[Buildroot] Building comptable binaries for ARM for EABI and EABIhf

Steve deRosier derosier at gmail.com
Fri Oct 28 18:28:59 UTC 2016


Hi Arnout,

Thanks for your reply!

On Thu, Oct 27, 2016 at 3:33 PM, Arnout Vandecappelle <arnout at mind.be>
wrote:

>
>
> On 27-10-16 20:34, Steve deRosier wrote:
> > Hi,
> >
> > I'm curious if anyone's run into issues with binaries built on EABI
> > not working on EABIhf images and how you might have solved the issue.
> > I know we're using buildroot here in a slightly odd way as I imagine
>
>  Yep :-)
>
> > most people build everything from scratch so don't care about the
> > EABI/EABIhf mismatch, but I could use some suggestions from anyone if
> > this has been encountered before.
> >
> > Full details:
> >
> > We use Buildroot to not only build our full system images for our
> > platform, but also to produce and help package binaries of some
> > closed-source software we distribute for other customers to use on
> > their platforms as necessary. With ARM, there's two ABI - EABI and
> > EABIhf. In documentation/files from ct-ng, buildroot and ARM's own
> > docs, basically the official line is "use EABI if you want to be
> > compatible with third-party binaries."  Well, we're that third-party
> > binary provider they're talking about.  So we build in EABI.
>
>  Well, I'm not so sure if that is really the official party line. EABIhf is
> becoming more of a standard. E.g. Linaro (i.e., the official ARM Linux)
> only
> offers EABIhf toolchains.
>
>
Fair enough. I'm quoting the config help text from BR's EABI and EABIhf
options:
"The EABI is currently the standard ARM ABI, which is used in
   most projects."

and

"If your processor has a floating point unit, and you don't
   depend on existing pre-compiled code, this option {EABIhf} is most
   likely the best choice.  "

I had found similar text in ct-ng but can't find it now. Also, the
procedure call standard, same one you quoted, implies EABI would be the
"least common denominator" and thus appropriate for pre-built binary
distribution.

There's certain cases where it is necessary to run prebuilt third-party
binaries. Doesn't really matter if we like it or not we still have to
embrace reality. So having one or more vendors arbitrarily switch the ABI
to something incompatible is sort of a problem.

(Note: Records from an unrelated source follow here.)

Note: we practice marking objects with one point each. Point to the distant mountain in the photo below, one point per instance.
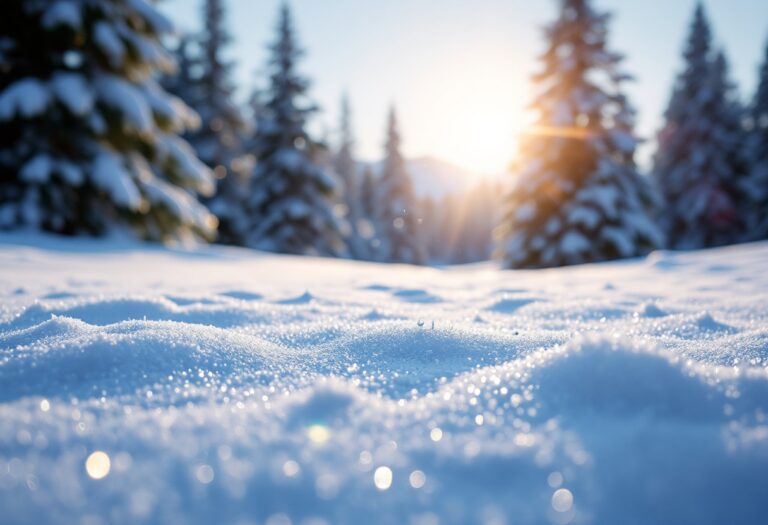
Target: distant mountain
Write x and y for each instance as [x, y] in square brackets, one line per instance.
[435, 177]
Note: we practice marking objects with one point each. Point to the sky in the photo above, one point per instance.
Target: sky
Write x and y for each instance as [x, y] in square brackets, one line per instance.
[458, 71]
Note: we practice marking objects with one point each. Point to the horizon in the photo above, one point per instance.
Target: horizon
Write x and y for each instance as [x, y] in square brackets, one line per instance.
[464, 101]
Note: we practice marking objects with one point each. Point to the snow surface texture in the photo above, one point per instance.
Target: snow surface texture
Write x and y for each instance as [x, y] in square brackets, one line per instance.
[145, 385]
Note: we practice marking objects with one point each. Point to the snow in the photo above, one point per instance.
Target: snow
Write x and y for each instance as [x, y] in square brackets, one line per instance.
[62, 13]
[27, 98]
[157, 385]
[72, 90]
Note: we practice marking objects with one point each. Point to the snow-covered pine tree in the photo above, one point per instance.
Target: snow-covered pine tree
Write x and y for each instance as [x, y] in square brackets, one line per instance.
[218, 141]
[88, 139]
[396, 216]
[757, 183]
[367, 225]
[345, 166]
[579, 197]
[292, 197]
[700, 163]
[182, 82]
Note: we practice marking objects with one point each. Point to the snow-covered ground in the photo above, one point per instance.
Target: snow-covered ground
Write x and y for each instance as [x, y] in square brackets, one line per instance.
[140, 384]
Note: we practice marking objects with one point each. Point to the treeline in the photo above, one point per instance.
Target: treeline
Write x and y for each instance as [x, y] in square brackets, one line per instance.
[104, 129]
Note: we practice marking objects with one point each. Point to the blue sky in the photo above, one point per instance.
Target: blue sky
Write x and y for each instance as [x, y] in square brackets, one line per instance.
[458, 71]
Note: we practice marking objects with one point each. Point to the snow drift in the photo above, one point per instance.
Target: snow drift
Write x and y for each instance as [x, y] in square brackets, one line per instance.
[620, 393]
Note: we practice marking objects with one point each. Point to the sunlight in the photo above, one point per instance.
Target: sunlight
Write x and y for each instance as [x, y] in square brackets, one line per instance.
[490, 143]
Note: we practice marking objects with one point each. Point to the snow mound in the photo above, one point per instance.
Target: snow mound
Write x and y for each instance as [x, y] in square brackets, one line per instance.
[179, 395]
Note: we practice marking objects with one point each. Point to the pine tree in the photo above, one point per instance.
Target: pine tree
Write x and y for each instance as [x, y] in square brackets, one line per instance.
[757, 184]
[367, 230]
[396, 216]
[218, 141]
[88, 139]
[292, 196]
[579, 197]
[700, 163]
[345, 166]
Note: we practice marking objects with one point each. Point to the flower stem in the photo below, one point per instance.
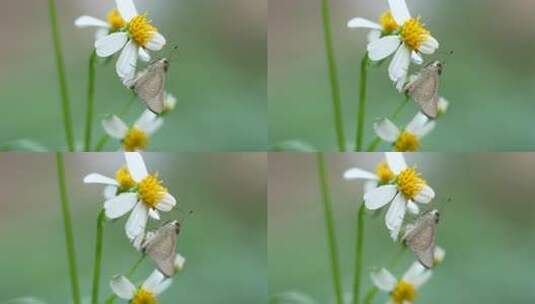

I don't want to get into a philosophical argument (especially as I likely
agree with most of the comments that are coming to everyone's tongues), I'm
just looking for a practical solution to a rather inconvenient problem.


>
> > Problem is, many platforms are now using EABIhf as default and NXP has
> > even locked it in. No mater if right or wrong, it's not a good idea to
> > tell our customers that they're wrong and need to rebuild the entire
> > platform into EABI to run our binaries.
> >
> > After a Buildroot and toolchain upgrade we're finding our EABI
> > soft-float binaries won't run on a platform built as EABIhf. Note we
> > don't use floating point in our code. Oddly enough our old binaries
> > produced by our old toolchain and buildroot will successfully run on
> > an EABIhf image!  I don't think it should, but it does, so that's
> > that.
> >
> > So in doing a lot of research and experimentation, I've discovered
> > something very specific: the flags field in the ELF header specify the
> > floating point.  hf shows the field as 0x05000402.  soft shows
> > 0x05000202. And our old compiler puts in 0x05000002.  It's the bits
> > masked by 0x00000600 that count.  A 2 is soft, a 4 is hard and a "0"
> > is specified by the ARM specification to be the "default" which is
> > soft (and not the default for the platform, it seems specific on this
> > that "default" == soft, as near as I can tell).
>
>  Yeah, and readelf decodes that and tells you directly if it's soft or
> hard float.
>
>
> > In looking at the glibc's open_verify() in dl-load.c, there's checks
> > for these bits among other checks. This is relevant because the place
> > our programs fail to run is where they load our dynamically linked
> > library.
>
>  This is weird. It should already fail to link at compile time, because ld
> also
> verifies if the flags are compatible... Or do you dlopen()?
>
>  Second weird aspect: how is it possible that your program is EABIhf and
> the
> library EABI?
>
>
I can see how it sounds weird; I don't think I explained properly. I'll try
again:

1. I build my software via Buildroot. It's built and linked as EABI with
soft.  We use shared libraries, not static. The platform we have and are
targeting in this case is soft.  Build and link works fine as everything
matches. Running on our platform works fine because we build the whole
thing and everything matches.
2. I package up a subset of that software, a few closed-source executables
(sdc_cli) and libraries (libsdc_sdk.so) and distribute those for use with a
different hardware part that gets integrated into customer's platforms.
3. Certain customers happen to have platforms with EABIhf.  When they take
our EABI-soft executable (sdc_cli) and attempt to run it, the ld.so on
their platform errors out when it goes to load the library (libsdc_sdk.so)
which doesn't match the platform's ld.so & glibc libraries.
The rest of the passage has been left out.